It's not much to look at. The structure actually leans a bit and most people would probably wonder if it was in danger of collapsing. The tin-metal roof is rusted and curling at the corners. The wreath above the front door is worn and dull.
Photo by Siobhann via flickr
But take a breath, steel your nerves and walk through the door.
Your reward is a small, dark room — lit by only Christmas-tree lights — with a few scattered tables and a narrow bar extending into the red and green glowing depths of what you'd swear is little more than an old shack.
This is a dive bar — the casualness in which it presents it's condition attests to that fact — but there's something about Snake and Jake's Christmas Club Lounge that elevates it above other, grungier joints in the city. It's the reason Bourdain drank here. It's the reason Clooney drank here too.

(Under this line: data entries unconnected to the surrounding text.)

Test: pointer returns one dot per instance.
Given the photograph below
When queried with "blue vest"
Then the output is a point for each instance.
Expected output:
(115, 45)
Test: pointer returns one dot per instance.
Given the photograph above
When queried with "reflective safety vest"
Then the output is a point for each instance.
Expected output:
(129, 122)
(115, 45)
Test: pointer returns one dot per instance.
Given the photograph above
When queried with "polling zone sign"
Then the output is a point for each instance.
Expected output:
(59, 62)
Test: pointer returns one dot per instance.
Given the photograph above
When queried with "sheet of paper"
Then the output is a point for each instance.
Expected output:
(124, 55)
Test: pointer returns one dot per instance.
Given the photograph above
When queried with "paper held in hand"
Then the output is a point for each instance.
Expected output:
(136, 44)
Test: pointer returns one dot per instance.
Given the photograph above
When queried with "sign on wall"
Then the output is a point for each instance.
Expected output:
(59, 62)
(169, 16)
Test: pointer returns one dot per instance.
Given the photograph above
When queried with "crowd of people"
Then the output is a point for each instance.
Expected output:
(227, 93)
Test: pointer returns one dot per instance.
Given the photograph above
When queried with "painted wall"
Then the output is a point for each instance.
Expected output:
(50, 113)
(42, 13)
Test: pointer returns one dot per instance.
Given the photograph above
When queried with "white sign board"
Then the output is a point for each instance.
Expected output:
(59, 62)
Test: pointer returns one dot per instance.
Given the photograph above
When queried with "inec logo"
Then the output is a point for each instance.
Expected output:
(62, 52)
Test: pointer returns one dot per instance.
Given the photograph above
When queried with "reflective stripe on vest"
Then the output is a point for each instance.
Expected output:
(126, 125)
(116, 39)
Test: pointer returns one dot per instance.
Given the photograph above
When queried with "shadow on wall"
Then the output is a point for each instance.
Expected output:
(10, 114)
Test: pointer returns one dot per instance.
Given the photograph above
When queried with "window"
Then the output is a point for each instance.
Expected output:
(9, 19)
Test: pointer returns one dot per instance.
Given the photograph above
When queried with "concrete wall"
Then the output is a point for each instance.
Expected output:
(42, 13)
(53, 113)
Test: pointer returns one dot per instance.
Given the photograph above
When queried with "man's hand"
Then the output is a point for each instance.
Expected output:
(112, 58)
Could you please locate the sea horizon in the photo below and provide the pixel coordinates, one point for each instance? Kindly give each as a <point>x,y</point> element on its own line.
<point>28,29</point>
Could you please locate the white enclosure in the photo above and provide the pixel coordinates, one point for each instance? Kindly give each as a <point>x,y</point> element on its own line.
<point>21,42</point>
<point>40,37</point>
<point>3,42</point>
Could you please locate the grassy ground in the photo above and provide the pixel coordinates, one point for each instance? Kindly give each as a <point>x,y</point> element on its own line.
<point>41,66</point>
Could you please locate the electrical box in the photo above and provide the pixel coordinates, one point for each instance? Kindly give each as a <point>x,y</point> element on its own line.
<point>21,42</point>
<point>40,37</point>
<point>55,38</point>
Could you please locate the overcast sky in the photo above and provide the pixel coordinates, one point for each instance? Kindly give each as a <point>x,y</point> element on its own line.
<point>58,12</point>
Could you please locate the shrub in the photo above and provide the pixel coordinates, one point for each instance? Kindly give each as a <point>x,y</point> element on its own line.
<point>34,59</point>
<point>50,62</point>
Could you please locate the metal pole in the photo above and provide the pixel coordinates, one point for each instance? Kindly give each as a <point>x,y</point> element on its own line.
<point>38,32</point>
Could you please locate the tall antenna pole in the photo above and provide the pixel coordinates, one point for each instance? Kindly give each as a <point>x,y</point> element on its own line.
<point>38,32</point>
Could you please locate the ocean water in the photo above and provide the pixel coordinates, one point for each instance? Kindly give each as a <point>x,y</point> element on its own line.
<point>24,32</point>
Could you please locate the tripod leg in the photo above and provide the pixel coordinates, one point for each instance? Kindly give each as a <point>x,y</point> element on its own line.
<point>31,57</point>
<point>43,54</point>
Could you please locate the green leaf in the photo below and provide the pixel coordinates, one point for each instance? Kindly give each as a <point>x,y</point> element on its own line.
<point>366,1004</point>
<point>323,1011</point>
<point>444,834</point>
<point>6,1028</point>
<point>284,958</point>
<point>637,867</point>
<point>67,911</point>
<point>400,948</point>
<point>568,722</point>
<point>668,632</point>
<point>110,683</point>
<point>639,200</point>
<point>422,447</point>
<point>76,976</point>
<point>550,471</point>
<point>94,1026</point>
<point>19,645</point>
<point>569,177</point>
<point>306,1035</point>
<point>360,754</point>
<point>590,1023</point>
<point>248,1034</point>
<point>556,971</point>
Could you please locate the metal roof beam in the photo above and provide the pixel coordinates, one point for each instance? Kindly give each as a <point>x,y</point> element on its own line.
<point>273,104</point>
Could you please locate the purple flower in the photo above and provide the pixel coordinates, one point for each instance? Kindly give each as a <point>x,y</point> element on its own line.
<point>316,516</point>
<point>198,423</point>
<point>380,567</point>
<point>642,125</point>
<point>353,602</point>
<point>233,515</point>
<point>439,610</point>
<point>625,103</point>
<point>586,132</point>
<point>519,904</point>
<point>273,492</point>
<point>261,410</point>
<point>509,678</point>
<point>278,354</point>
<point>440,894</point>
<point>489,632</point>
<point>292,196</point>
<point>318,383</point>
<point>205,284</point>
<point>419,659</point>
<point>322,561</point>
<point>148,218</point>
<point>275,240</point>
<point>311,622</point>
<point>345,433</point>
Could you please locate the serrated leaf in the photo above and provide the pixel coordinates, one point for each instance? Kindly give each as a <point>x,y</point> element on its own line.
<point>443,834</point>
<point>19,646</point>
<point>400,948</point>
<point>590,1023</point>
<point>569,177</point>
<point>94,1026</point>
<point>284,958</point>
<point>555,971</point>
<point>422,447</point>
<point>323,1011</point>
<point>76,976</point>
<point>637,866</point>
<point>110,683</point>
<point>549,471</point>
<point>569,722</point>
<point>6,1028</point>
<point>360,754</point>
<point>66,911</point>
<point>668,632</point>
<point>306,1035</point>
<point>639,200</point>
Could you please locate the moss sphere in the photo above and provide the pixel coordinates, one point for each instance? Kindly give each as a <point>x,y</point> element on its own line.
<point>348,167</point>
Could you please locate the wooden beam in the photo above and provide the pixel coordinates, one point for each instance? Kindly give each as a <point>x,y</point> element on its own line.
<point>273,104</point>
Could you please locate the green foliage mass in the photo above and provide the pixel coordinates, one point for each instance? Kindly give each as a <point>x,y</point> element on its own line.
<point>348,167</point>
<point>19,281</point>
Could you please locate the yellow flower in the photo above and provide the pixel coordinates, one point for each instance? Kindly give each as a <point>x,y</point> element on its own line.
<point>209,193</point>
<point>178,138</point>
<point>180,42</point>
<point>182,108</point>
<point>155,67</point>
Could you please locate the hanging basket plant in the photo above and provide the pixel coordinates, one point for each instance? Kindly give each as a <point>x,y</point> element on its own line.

It's history is a bit vague. We were told it might have been founded in the '50s: Dave, the current owner, grew up in the area remembers it from his childhood in the '50s, so we at least have a general time-frame. He also thinks it was an auto shop of some kind before it became a bar — the general shape of the place — long and narrow as if a garage — gives him this idea.
When we visited there were regulars of all kinds strewn about the bar: students from nearby Tulane, city officials, business-people and blue collar workers. They talked in hushed tones with the occasional loud guffaws that follow an indecent joke or shared narrative of someone's day.